What does the difference in spelling mean? “One story is that in the late 1800s, Irish Distillers started spelling it differently to try to differentiate their Whiskey from Scotland’s Whisky. At the same time, Irish whiskey was hugely popular in the US, so American distillers took their approach, and the alternative spelling stuck,” Zaheen Khatri, Trade Advocate, Grant’s India tells us.
She adds, “The old way of remembering this used to be that countries with an “e” in their name used the “whiskey” spelling. Now that France, England, and Germany are all making ‘whisky’, this rule has become obsolete. Today, the distinction is entirely an academic one”.
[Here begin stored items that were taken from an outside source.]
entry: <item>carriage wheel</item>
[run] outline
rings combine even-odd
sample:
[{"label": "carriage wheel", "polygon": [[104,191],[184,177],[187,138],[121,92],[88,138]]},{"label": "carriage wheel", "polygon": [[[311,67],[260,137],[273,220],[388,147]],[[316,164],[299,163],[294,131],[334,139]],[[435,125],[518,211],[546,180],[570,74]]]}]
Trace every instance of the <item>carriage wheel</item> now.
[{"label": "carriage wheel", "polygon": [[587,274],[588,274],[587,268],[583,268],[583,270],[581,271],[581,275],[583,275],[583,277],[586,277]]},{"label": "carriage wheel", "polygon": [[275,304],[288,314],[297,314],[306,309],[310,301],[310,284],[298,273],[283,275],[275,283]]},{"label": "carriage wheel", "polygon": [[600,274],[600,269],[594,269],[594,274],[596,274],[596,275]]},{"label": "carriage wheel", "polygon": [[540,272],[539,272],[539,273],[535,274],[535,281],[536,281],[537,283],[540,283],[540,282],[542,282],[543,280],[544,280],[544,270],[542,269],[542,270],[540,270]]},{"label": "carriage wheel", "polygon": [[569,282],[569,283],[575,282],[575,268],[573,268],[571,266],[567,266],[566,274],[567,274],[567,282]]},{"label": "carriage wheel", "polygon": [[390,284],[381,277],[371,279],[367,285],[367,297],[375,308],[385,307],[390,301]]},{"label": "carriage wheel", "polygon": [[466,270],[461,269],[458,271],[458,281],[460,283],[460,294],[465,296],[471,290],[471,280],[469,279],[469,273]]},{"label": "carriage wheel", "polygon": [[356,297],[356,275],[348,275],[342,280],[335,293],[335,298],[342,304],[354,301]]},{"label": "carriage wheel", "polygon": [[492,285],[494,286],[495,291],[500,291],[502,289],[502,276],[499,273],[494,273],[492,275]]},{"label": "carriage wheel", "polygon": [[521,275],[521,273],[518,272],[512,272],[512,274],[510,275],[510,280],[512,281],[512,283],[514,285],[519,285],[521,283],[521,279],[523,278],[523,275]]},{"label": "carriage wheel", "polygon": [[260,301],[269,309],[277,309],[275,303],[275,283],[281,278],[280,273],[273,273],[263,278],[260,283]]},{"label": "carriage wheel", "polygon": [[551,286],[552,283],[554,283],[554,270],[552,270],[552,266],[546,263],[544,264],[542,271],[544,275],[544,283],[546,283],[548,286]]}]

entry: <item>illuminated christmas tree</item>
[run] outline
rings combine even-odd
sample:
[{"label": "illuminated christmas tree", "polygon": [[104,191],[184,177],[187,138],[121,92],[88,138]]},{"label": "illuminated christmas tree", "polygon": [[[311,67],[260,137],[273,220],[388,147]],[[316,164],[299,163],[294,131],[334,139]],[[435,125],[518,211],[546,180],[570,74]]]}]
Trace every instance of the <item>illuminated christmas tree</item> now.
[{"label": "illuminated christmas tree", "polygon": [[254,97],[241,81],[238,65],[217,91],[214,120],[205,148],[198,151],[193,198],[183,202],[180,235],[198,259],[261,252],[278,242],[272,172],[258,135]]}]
“There are many other differences as well in the characteristics of these spirits and the taste profile is quite different as well. For example, American whiskeys have a very distinct aroma and flavour which sets them apart from others. Secondly, there are some subtle differences in the production process as well. If you talk about Jack Daniel’s Tennessee Whiskey, for instance, it undergoes an extra step of charcoal mellowing where the whiskey is mellowed drop by drop through 10-feet of sugar maple charcoal,” Vinay Joshi, Marketing Manager, Brown-Forman (Maker of Jack Daniel’s) explains.
So does this have an impact on the taste? Khatri tells us, “Yes it does! A Scotch (whisky) will taste different from an Irish whiskey but that’s because each variety has a specific distillation process and even the raw ingredients vary. It’s not the spelling alone that dictates how a whisky/whiskey will taste, it depends on the manufacturing process. Blended Scotch fuses different types of single malts (Barley Whisky) with neutral grain spirits and is aged for a minimum of 3 years in oak casks, even the type of cask used dictates the aromas in the whisky. Whereas an Irish Whiskey is made from a fermented mash of cereals (corn, wheat, barley)”.
She adds, “The malted barley in Scotch whisky gives it a rounder and fuller mouthfeel with concentrated fruit aromas. Oak ageing is very essential to Scotch and imparts a delightful woody, spicy and fruity aromas. Ex-Bourbon Casks as used in our Grant’s Triple Wood, for example, to create a sweeter fruitier flavour”.
Let’s get to the colour of the spirit. Well, Scotch whisky is typically distilled twice and in copper pot stills resulting in a fuller-bodied spirit which is then matured in oak casks for a minimum of 3 years that imparts a bright gold to amber colour. The casks used have an effect on the colour of the whiskey, an ex-wine cask will give subtle burgundy hues to the liquid. Irish whiskey, on the other hand, is distilled thrice, typically uses column stills, and undergoes maturation, so the resulting liquid is lighter in viscosity and colour.